We picked out some people that we regard as embodying unf**kwithability – Aung San Suu Kyi, Gandhi, Rosa Perks and Nelson Mandela to name a few – and then we looked at the things that cause us to become less self-assured, less balanced, more f**kwithable as our lives go on. We identified some of the messages that we picked up when we were growing up and the parts of ourselves that we deemed unacceptable and, therefore, suppressed – our shadow side.
One of the things we did today was to stand in front of a mirror, to really look at ourselves and say what we love about ourselves. This was a different kind of “looking in the mirror” to the usual “does my hair look OK?” looking. It felt more like looking at the essence of who we are and seeing the parts of ourselves that contribute to our greatness. I struggled with this. I spent 10 minutes being flippant and messing about so I could avoid doing the exercise. Finally, I did manage to stand in front of the mirror and what struck me was that I didn’t really know the person I was looking at. The features were familiar but the light behind the eyes felt unfamiliar. How weird to have looked at the same face for all my life and to discover now that I don’t know the person looking back at me.

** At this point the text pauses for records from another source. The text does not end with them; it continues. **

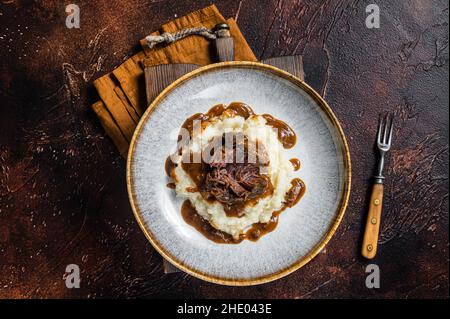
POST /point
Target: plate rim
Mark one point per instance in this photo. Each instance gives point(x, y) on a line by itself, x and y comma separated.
point(314, 250)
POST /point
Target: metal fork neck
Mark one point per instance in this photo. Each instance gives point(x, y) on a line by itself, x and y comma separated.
point(379, 178)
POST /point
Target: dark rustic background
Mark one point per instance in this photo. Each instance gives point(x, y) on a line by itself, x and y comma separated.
point(63, 195)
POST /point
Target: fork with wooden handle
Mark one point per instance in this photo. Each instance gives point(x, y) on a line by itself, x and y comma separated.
point(384, 139)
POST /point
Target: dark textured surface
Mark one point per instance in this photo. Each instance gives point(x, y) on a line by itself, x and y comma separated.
point(63, 194)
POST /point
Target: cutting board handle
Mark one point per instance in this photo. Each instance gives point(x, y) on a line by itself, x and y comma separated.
point(224, 43)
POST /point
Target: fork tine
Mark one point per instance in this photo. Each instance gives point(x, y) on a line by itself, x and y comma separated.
point(385, 128)
point(391, 129)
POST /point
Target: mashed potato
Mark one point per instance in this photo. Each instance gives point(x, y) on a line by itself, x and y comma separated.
point(279, 170)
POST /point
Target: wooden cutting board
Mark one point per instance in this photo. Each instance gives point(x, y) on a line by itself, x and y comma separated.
point(158, 77)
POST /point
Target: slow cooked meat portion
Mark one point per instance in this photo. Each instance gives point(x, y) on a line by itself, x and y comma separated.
point(236, 174)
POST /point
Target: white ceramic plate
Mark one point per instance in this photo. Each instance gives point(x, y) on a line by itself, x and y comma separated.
point(302, 230)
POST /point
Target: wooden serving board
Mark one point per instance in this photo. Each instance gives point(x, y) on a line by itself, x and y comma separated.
point(158, 77)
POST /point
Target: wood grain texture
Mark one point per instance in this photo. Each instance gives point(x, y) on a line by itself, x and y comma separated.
point(158, 77)
point(63, 196)
point(372, 229)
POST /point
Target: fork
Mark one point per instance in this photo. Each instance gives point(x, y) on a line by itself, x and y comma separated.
point(384, 139)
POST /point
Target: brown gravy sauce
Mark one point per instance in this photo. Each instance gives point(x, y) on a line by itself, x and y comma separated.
point(295, 163)
point(195, 170)
point(286, 134)
point(171, 185)
point(255, 232)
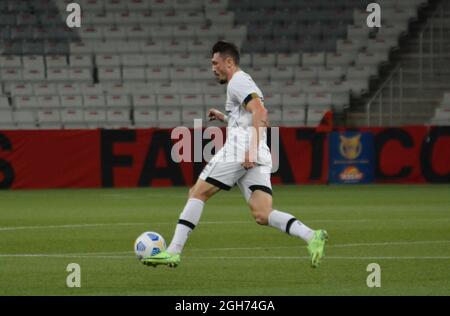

Kensho is a word to describe the insights, or the gold, that come from the most challenging times of our lives. My Kensho moment today was the understanding that I need to reconnect with the person in the mirror and to give her back elements of her identity that have been lost along the way. Maybe the most important of these is self-belief.
In case you’re wondering, the way I dress did figure as one of the things I love about myself. It was a shortish list and that one came close to the top. So, what can I tell you about today’s little ensemble? Often I choose very bold, in-your-face colours but today I went for a softer, more subtle combination of pinks, greens, beige and gold with deep aubergine.
I really like this skirt. I bought it secondhand from Frockaholics Anonymous. It is by Papyrus and I adore the scalloped hem with its delicate broiderie anglais detailing. I am wearing it over a gold petticoat by Bohemia, with a silk and cotton cardigan by Out of Xile in a deep aubergine purple colour with silk ties at the cuffs.
The hat is by Helen Blamires. It was just plain beige when I got it (from Ebay) so I added the handmade silk flower brooches to liven it up a bit. The necklace was bought years ago from East. I think the stone is fluorite set into silver.
Finally, I put on this wonderful knitted scarf, created by a lady in Totnes whose name I don’t know but who spins and dyes her own yarns and then turns them into scarves and necklaces. I think she must use natural dyes because the colours are meltingly soft in a way that only natural dye can achieve. I found myself tempted to just gaze at the ways the colours blend from one to another in this scarf rather than looking into my eyes during the mirror-gazing exercise today!